Clarksburg Makes $416K Available to Address Lead Water Lines
(AP) — The Clarksburg Water Board in West Virginia has made $416,000 available in its budget to address lead found in some customers’ household drinking water.
The board won’t make capital purchases this year and postponed buying items including lab equipment and three trucks, The Exponent Telegram reported.
“These items are needed. Otherwise, they wouldn’t be in the budget,” Jason Myers, the board’s general manager, said at a meeting on Tuesday. “However, with public health in mind ... we’re willing to forgo this.”
The West Virginia Department of Health and Human Resources said funds are available to help with the problem but asked the board to outline how much of its own money could be used, according to Myers.
On top of available aid from the health department and the Environmental Protection Agency, the board plans to request funding from the West Virginia Infrastructure and Jobs Development Council. The region’s planning and development council is also helping to find funding sources.

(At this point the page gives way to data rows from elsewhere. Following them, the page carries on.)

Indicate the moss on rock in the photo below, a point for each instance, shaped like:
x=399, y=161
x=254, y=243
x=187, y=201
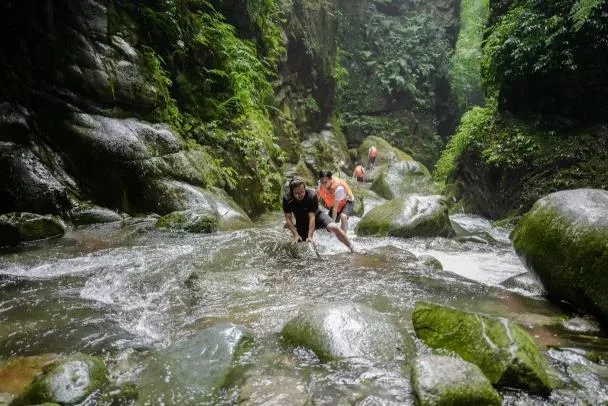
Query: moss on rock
x=410, y=216
x=450, y=381
x=505, y=353
x=563, y=239
x=22, y=227
x=68, y=381
x=189, y=220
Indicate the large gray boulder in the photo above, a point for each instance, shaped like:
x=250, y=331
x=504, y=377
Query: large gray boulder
x=451, y=381
x=16, y=228
x=506, y=354
x=410, y=216
x=273, y=390
x=403, y=178
x=563, y=240
x=68, y=381
x=342, y=330
x=190, y=371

“The tough spot is, it’s an unliquidated liability. We don’t know what the bottom line is,” water board attorney Tim Stranko said. “We know we need some help — we just don’t know how much. So that’s the other part of the conversation.”
Of the 120 water samples collected for lead testing that were returned as of Tuesday afternoon, only one was above an allowable limit set by the EPA.
The lead issue was discovered when drinking water samples were collected from the homes of three children diagnosed with elevated blood lead levels. The toxic metal can be particularly harmful to children. Multiple sources of exposure were identified, so the water couldn’t have been the sole cause of the higher levels.
Earlier this month, the state health department said the water board failed to notify the public about the risk of exposure in drinking water.
Myers said the lead wasn’t found at the water treatment center or in the main line of the system. It’s in older service lines that connect a main line to a customer’s meter, or in lines that run from a meter to a home.
Between 9.7 million and 12.8 million lead pipes in the U.S. — including about 20,000 in West Virginia — run water to people’s homes, according to the Natural Resources Defense Council. Lead service lines were phased out in the 1950s and formally banned in 1988.